By Andrew X. Pham. New York: Picador Books, 1999. 344 pp.
Andrew Pham was born in Vietnam and escaped to the U.S. with his family in the late 70s. This memoir tells the story of his return to Vietnam, to tour the country on his bicycle, intertwined with his memories of the war and his family’s life in California. The travelogue is haunted by his younger self, An, and his young parents; an American vet named Tyle, who he meets briefly on a bike tour through the Mexican desert; and especially his lost sister, Chi.
The book begins with an account of Chi’s birth fortune, “suicide at thirty-two,” and Pham hints that life in America was too much for Chi, and that, paradoxically, she “died because she became too American” (7). Her full story is revealed slowly, and becomes something of a symbol of the losses the family incurred by immigrating.
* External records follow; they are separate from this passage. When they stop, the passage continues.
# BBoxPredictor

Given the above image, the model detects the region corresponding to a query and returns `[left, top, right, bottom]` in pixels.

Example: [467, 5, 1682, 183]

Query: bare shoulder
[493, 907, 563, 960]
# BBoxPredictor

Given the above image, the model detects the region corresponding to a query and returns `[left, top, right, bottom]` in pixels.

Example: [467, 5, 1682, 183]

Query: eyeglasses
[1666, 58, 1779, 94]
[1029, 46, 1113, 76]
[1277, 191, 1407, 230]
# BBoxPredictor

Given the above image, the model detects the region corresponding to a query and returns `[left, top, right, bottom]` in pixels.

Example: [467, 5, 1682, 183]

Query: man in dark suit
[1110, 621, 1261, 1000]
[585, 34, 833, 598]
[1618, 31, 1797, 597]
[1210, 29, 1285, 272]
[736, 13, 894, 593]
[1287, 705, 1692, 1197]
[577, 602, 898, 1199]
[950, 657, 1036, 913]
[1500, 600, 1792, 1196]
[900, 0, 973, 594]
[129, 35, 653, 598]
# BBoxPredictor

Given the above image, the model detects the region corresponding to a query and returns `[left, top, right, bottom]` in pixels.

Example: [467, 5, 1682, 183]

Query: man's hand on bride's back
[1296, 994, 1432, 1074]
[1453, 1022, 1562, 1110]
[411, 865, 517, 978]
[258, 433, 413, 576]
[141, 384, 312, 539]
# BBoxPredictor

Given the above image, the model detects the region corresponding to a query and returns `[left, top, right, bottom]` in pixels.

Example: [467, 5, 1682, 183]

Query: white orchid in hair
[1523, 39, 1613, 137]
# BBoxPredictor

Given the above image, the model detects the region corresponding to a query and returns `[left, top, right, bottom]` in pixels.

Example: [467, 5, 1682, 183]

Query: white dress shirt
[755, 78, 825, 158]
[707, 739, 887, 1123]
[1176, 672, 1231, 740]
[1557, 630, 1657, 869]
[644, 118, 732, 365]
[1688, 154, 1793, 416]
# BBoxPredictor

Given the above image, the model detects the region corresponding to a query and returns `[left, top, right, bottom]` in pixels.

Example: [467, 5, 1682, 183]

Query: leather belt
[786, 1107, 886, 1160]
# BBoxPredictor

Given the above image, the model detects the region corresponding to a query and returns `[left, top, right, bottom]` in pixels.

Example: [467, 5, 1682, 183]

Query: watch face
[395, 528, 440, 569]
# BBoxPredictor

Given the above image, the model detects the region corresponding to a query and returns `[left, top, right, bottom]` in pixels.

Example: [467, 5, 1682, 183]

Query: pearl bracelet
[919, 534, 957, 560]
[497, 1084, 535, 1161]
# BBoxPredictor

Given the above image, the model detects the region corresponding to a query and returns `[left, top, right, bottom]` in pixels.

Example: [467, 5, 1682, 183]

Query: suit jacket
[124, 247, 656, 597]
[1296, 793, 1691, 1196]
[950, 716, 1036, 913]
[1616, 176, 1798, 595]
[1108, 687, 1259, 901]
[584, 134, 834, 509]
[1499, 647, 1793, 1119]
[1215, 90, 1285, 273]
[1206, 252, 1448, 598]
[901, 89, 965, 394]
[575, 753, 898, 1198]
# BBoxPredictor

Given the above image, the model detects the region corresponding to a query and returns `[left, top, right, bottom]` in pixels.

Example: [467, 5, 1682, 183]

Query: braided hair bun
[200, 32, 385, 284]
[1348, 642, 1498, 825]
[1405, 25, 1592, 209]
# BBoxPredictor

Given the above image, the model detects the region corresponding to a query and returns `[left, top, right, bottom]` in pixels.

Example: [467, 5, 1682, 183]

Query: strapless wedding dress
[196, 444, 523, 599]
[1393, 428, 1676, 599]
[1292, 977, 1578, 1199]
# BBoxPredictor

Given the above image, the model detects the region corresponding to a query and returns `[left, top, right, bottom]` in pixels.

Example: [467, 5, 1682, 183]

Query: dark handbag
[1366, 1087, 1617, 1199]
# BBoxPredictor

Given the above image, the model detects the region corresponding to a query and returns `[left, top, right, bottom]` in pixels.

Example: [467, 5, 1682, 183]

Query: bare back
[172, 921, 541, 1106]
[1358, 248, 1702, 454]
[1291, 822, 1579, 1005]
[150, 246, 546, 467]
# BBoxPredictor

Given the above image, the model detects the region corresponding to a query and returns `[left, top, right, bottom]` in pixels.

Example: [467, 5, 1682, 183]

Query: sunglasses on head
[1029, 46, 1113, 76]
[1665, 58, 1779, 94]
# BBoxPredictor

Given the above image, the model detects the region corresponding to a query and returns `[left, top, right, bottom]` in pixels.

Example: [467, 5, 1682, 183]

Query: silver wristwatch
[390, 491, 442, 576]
Tyle is broken by his experiences in Vietnam, and after a long night of drinking tequila, begs Pham for forgiveness. Pham gives “him the absolution that is not mine to give. And, in my fraudulence, I know I have embarked on something greater than myself” (9). Tyle travels Vietnam with Pham as a memory, a story to tell to curious Vietnamese who have stayed.
Pham’s stories of himself, Chi and his parents, as well as his younger siblings, dot the book, and they are each revealed and complicated tale by tale. His parents are Romeo and Juliet, marrying in defiance of their families’ wishes; heroes who survive the new Communist regime and prison camp; immigrants with dreams that make them targets in their desperately poor neighborhood; successful homeowners, surrounded by extended family, who cannot fully escape the past.
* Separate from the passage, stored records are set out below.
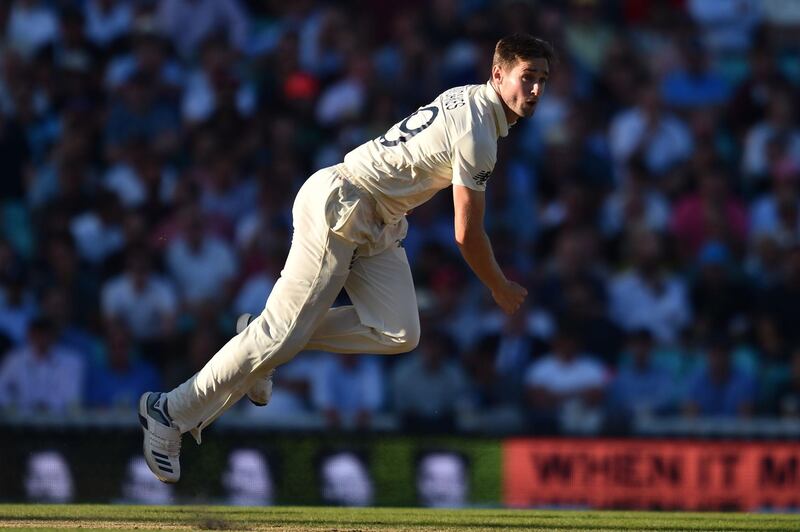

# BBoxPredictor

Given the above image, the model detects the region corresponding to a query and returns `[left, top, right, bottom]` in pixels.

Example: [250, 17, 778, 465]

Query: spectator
[607, 329, 676, 430]
[758, 244, 800, 346]
[600, 159, 671, 238]
[315, 53, 371, 127]
[687, 0, 761, 54]
[69, 189, 126, 264]
[27, 134, 94, 213]
[38, 287, 97, 364]
[609, 229, 691, 344]
[181, 36, 256, 125]
[0, 106, 31, 201]
[104, 29, 182, 92]
[0, 317, 85, 413]
[52, 8, 103, 83]
[234, 162, 295, 264]
[689, 241, 753, 333]
[84, 0, 133, 48]
[745, 234, 785, 291]
[297, 6, 350, 79]
[462, 333, 526, 434]
[562, 277, 623, 364]
[35, 235, 100, 328]
[6, 0, 59, 59]
[312, 354, 383, 430]
[103, 138, 178, 211]
[104, 70, 180, 162]
[0, 263, 36, 347]
[760, 0, 800, 47]
[487, 304, 537, 382]
[609, 81, 692, 180]
[197, 150, 258, 226]
[100, 245, 178, 345]
[524, 320, 607, 433]
[86, 321, 160, 409]
[165, 204, 237, 310]
[671, 167, 748, 260]
[660, 37, 730, 110]
[683, 335, 756, 418]
[391, 330, 468, 432]
[752, 316, 790, 413]
[769, 348, 800, 418]
[593, 38, 645, 119]
[742, 90, 800, 184]
[156, 0, 249, 60]
[536, 229, 606, 318]
[727, 45, 793, 137]
[162, 323, 221, 389]
[563, 0, 613, 76]
[749, 165, 800, 245]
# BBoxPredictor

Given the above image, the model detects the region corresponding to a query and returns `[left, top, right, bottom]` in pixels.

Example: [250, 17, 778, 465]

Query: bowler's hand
[491, 280, 528, 315]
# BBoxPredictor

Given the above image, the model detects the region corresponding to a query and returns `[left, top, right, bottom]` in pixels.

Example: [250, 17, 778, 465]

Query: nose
[532, 83, 541, 97]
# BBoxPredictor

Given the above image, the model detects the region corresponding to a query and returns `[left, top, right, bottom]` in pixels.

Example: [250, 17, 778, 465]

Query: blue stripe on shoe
[152, 451, 169, 459]
[154, 457, 171, 466]
[138, 414, 148, 429]
[158, 465, 174, 473]
[147, 393, 171, 427]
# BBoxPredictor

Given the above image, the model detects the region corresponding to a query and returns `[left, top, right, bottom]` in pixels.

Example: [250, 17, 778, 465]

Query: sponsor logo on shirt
[473, 170, 491, 187]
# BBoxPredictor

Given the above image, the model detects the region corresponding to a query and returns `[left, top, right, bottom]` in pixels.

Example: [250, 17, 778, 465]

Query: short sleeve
[452, 129, 495, 192]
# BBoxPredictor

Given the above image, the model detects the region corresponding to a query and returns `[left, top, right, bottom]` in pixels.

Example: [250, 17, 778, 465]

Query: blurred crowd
[1, 0, 800, 435]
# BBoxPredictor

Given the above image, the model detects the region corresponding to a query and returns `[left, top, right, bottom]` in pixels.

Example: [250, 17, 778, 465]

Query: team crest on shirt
[473, 170, 491, 186]
[442, 87, 467, 110]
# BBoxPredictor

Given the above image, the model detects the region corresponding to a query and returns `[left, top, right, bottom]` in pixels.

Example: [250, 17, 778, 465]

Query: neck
[505, 107, 519, 126]
[490, 81, 518, 126]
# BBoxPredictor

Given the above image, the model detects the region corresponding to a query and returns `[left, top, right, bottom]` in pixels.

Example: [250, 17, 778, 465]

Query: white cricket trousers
[166, 165, 420, 441]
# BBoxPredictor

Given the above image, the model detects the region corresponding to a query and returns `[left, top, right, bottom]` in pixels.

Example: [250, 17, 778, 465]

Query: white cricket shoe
[138, 392, 182, 483]
[236, 313, 275, 407]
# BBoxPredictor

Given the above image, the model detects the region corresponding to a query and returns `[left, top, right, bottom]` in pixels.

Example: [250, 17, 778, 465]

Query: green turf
[0, 504, 799, 531]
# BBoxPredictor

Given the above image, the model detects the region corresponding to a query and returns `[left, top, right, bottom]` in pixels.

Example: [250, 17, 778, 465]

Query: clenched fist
[491, 280, 528, 315]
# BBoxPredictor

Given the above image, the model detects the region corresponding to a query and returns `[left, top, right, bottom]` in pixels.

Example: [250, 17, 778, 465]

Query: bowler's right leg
[139, 168, 356, 482]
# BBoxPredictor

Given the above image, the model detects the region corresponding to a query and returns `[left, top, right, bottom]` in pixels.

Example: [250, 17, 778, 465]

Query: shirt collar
[485, 81, 510, 138]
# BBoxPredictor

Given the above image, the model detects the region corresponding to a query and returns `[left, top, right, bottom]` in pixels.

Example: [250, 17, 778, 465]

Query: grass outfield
[1, 505, 800, 532]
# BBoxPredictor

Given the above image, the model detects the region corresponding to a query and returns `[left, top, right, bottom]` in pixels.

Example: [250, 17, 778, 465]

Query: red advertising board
[504, 438, 800, 511]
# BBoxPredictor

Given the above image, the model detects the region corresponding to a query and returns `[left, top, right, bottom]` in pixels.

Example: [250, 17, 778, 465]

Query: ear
[491, 64, 503, 85]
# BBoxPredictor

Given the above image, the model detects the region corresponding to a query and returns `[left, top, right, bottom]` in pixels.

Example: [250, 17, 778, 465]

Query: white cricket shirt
[341, 81, 510, 225]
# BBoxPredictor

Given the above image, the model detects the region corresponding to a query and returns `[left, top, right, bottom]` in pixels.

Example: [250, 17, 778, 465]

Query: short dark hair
[493, 33, 556, 70]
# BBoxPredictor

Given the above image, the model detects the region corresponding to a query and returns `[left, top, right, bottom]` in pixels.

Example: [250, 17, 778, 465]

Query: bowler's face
[493, 58, 549, 122]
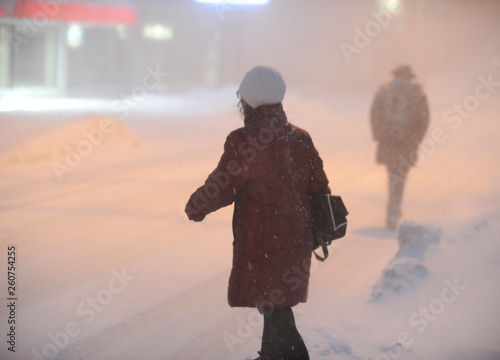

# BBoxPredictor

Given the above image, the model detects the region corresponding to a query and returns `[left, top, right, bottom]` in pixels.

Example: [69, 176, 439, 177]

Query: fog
[197, 0, 500, 93]
[2, 0, 500, 100]
[1, 1, 500, 360]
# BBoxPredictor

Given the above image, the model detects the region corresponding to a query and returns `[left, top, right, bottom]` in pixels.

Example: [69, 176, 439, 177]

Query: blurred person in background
[370, 65, 429, 230]
[185, 66, 331, 360]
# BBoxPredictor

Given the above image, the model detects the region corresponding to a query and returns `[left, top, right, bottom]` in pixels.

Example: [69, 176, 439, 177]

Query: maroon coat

Most memorable are the family members and strangers Pham meets in Vietnam. Biking to his father’s birthplace and his own, visiting the beach where the family made their escape to American, drinking with his cousins and befriending people such as Cuong, or Calvin, a tour guide who, in his own estimation, represents the new Vietnam, Pham reveals the country in the details such as a cobra heart beating in a shot glass of rice wine; a stranger, Uncle Tu, who treats Pham’s fever with mentholated oil and a silver coin; and a treacherous ride on the Perfume River in a leaky tin canoe.
There is a kind of resolution to Pham’s tales, but to reveal it here would be to diminish the power of reading the book. In the end, the book shows us how human it is to want to belong, to fit in, and how complicated that longing really is.